The Company uses both IFRS and certain non-IFRS measures to assess operational performance and as a component of employee remuneration.  Management believes certain non-IFRS measures provide useful supplemental information to investors in order that they may evaluate Select Sands' financial performance using the same measures as management.  Management believes that, as a result, the investor is afforded greater transparency in assessing the financial performance of the Company.  These non-IFRS financial measures should not be considered as a substitute for, nor superior to, measures of financial performance prepared in accordance with IFRS.

         
Reconciliation of Net (Loss) Income to EBITDA to Adjusted EBITDA:
         
    For the Three Months Ended
    September 30, September 30, June 30,
    2018 2017 2018
         
Net (Loss) Income  $    (136,140 ) $    322,052   $    1,605,078
         
Add Back      
  Depreciation and depletion   243,818     149,499     235,293
  Share-based compensation   60,910     (172,995 )   426,055
  Interest on long-term debt   44,840     -     40,741
  Provision for income taxes   (60,197 )   -     586,272
EBITDA $    153,231   $    298,556   $    2,893,439
         
Add Back      
  Share of loss of equity investee   17,815     40,449     51,904
Adjusted EBITDA $    171,046   $    339,005   $    2,945,343
         

The Company defines Adjusted EBITDA as net (loss) income before finance costs, income taxes, depreciation and amortization, non-cash share-based compensation and share of loss from equity investee. Select Sands uses Adjusted EBITDA as a supplemental financial measure of its operational performance.  Management believes Adjusted EBITDA to be an important measure as they exclude the effects of items that primarily reflect the impact of long-term investment and financing decisions, rather than the performance of the Company’s day-to-day operations.  As compared to net income according to IFRS, this measure is limited in that it does not reflect the periodic costs of certain capitalized tangible and intangible assets used in generating revenues in the Company's business, the charges associated with impairments, termination costs or Proposed Transaction costs.  Management evaluates such items through other financial measures such as capital expenditures and cash flow provided by operating activities.  The Company believes that these measurements are useful to measure a company’s ability to service debt and to meet other payment obligations or as a valuation measurement.

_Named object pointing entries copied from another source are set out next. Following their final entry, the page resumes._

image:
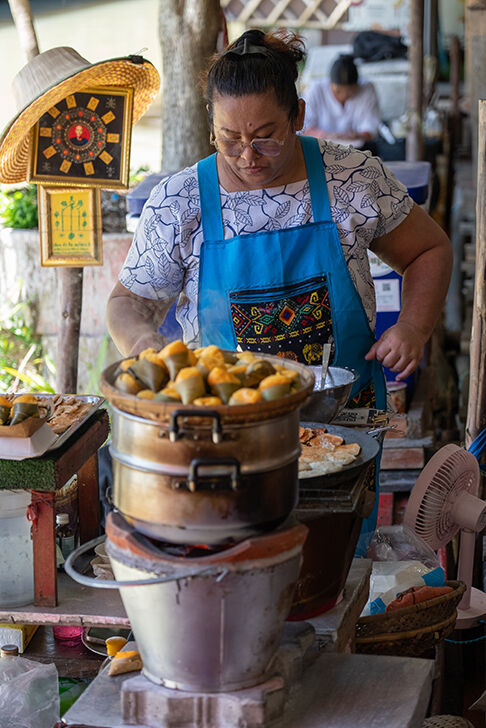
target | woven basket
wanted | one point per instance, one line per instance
(411, 631)
(447, 721)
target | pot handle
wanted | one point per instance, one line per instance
(233, 471)
(174, 430)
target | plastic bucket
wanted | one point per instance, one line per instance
(16, 551)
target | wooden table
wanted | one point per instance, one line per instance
(337, 691)
(43, 476)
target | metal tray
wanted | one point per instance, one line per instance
(370, 448)
(92, 399)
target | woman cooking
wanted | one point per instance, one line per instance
(264, 243)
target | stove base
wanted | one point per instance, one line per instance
(261, 706)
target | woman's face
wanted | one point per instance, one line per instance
(256, 116)
(343, 92)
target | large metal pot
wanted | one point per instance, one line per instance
(209, 632)
(197, 475)
(195, 491)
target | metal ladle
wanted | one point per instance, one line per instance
(326, 353)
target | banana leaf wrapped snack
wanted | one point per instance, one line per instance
(274, 386)
(222, 383)
(190, 384)
(150, 370)
(176, 356)
(205, 377)
(25, 405)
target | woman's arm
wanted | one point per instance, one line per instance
(421, 252)
(133, 321)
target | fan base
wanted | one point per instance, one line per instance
(467, 618)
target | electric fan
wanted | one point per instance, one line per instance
(442, 502)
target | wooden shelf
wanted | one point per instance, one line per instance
(77, 605)
(73, 662)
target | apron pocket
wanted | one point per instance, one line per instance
(293, 321)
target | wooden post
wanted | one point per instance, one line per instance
(71, 284)
(414, 143)
(476, 66)
(453, 136)
(476, 408)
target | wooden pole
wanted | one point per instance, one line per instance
(453, 129)
(414, 143)
(476, 66)
(71, 285)
(22, 17)
(476, 408)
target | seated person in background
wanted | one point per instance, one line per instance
(341, 107)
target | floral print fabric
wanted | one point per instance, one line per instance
(367, 201)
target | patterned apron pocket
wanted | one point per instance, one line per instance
(292, 321)
(366, 397)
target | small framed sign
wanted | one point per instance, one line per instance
(84, 140)
(70, 226)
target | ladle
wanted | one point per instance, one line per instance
(326, 353)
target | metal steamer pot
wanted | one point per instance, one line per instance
(195, 475)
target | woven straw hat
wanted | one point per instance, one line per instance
(51, 76)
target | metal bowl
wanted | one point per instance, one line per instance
(328, 401)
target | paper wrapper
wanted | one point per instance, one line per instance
(23, 429)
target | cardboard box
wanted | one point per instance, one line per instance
(28, 439)
(17, 634)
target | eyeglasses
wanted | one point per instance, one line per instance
(234, 148)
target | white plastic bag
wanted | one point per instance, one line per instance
(414, 574)
(29, 694)
(400, 543)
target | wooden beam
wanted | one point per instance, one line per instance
(476, 408)
(414, 142)
(476, 66)
(337, 14)
(71, 280)
(278, 9)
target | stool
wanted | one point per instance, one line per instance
(43, 476)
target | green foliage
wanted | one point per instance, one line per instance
(18, 208)
(21, 358)
(137, 175)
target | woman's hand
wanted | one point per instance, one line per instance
(148, 341)
(400, 348)
(133, 321)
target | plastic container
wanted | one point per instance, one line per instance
(16, 552)
(29, 693)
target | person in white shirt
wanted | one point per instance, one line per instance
(342, 107)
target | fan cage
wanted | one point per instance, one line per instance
(434, 522)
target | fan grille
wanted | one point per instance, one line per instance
(450, 472)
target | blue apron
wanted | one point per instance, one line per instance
(286, 292)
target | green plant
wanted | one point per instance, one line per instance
(137, 175)
(22, 360)
(18, 208)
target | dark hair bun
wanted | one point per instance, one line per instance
(344, 71)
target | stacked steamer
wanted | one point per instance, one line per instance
(205, 458)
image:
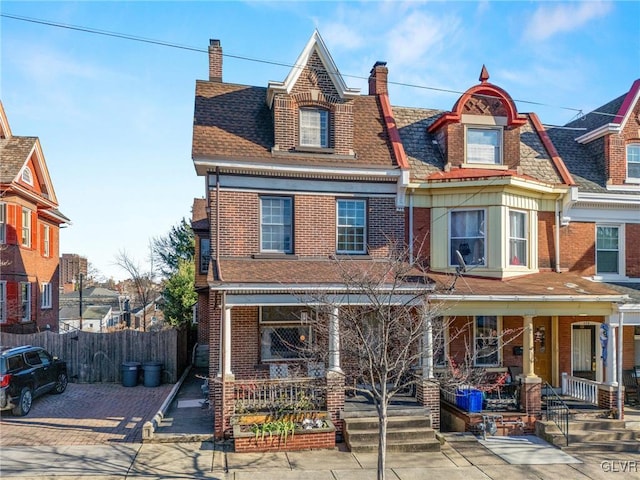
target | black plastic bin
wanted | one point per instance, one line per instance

Indicated Resources Disclosure

The Company advises that the production decision on the Sandtown deposit (the Company’s current “Sand Operations”) was not based on a Feasibility Study of mineral reserves, demonstrating economic and technical viability, and, as a result, there may be an increased uncertainty of achieving any level of recovery of minerals or the cost of such recovery, including increased risks associated with developing a commercially mineable deposit.  Historically, such projects have a much higher risk of economic and technical failure.  There is no guarantee that production will occur as anticipated or that anticipated production costs will be achieved.